The ACE2 Gene: A Putative Player in COVID-19
The ACE2 gene is on the X chromosome, so men carry only one copy, a fact that could help explain why the disease seems to be more severe among men. Because women carry two gene copies, a functional variant that confers disease risk when homozygosis would be less frequent among women. The role of ACE2 in cardiovascular and lung disease could explain not only any genetic association with COVID-19 outcomes, but also the susceptibility to SARS-CoV-2 infection. The lack of the C-C chemokine receptor type 5 (CCR5) due to a common mutation confers resistance to HIV infection, and individuals with a complete lack of CCR5 do not develop AIDS in spite of exposure to HIV. A similar mechanism could happen for ACE2 in cases resistant to infection by SARS-CoV-2, but this is unlikely because contrary to the viability of individuals with a complete deletion of CCR5, no mutation that abrogates the ACE2 has been reported.
In fact, the data from human genome sequences reveals that the ACE2 gene shows a very low polymorphic rate in the coding sequence, suggesting a constraint against mutations. Our group has sequenced the ACE2 coding sequence in 50 patients with COVID-19, including 25 severe cases, and no variant affecting the protein sequence was identified.29 Of course, ACE2 variants related with reduced protein expression could make the cells less prone to infection and could result in partial resistance among carriers, but at the same time, this would reduce the beneficial effect of ACE2 expression making the individuals more susceptible to adverse COVID-19 outcomes.

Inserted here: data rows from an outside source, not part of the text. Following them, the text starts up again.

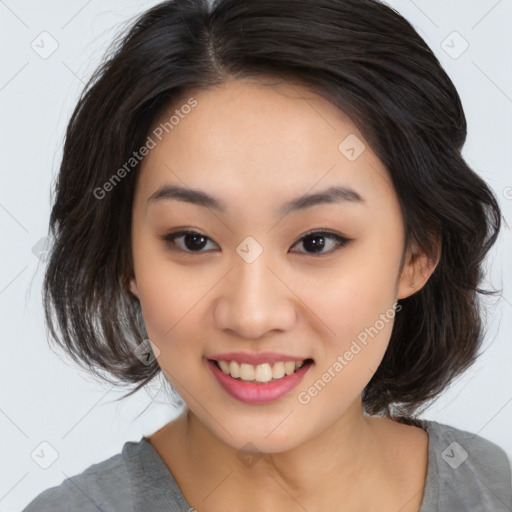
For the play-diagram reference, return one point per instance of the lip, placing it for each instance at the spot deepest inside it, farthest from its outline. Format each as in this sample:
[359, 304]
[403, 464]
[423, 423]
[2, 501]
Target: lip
[256, 358]
[258, 392]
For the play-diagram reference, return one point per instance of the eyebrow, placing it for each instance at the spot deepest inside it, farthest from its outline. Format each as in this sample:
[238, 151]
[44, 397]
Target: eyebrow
[334, 194]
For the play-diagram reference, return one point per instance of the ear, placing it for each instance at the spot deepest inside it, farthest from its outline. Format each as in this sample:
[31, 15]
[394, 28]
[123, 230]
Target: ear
[417, 269]
[134, 288]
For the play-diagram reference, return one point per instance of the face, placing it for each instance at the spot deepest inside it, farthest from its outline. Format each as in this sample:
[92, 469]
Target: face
[316, 281]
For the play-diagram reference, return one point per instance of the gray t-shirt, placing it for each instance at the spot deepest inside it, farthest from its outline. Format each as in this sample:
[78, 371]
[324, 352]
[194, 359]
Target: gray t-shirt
[465, 473]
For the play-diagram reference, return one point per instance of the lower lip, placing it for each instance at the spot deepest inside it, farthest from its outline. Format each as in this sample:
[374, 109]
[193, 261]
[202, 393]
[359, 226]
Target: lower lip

The RAAS is implicated in the COVID-19 pandemic through the pivotal role of ACE2 in viral infection. Sex- and age-dependent ACE2 expression could partly explain the higher risk of severe COVID-19 and mortality among older men. In addition, the imbalance of the components of the RAAS could explain the frequency of hypertension and other cardiovascular traits among severe cases. The current evidence suggests that ACEIs or ARBs do not increase the risk of infection or the development of severe COVID-19. A genetic predisposition due to ACE2 gene variants could contribute to define the susceptibility and outcomes of COVID-19. However, this is mere speculation in most COVID-19 literature and although it is based on a plausible hypothesis there is a lack of experimental validation. We are currently viewing the immediate acute effects of COVID-19 in people with cardiovascular comorbidities, but the long-term effects on the cardiovascular system requires the follow-up of patients who have recovered from COVID-19.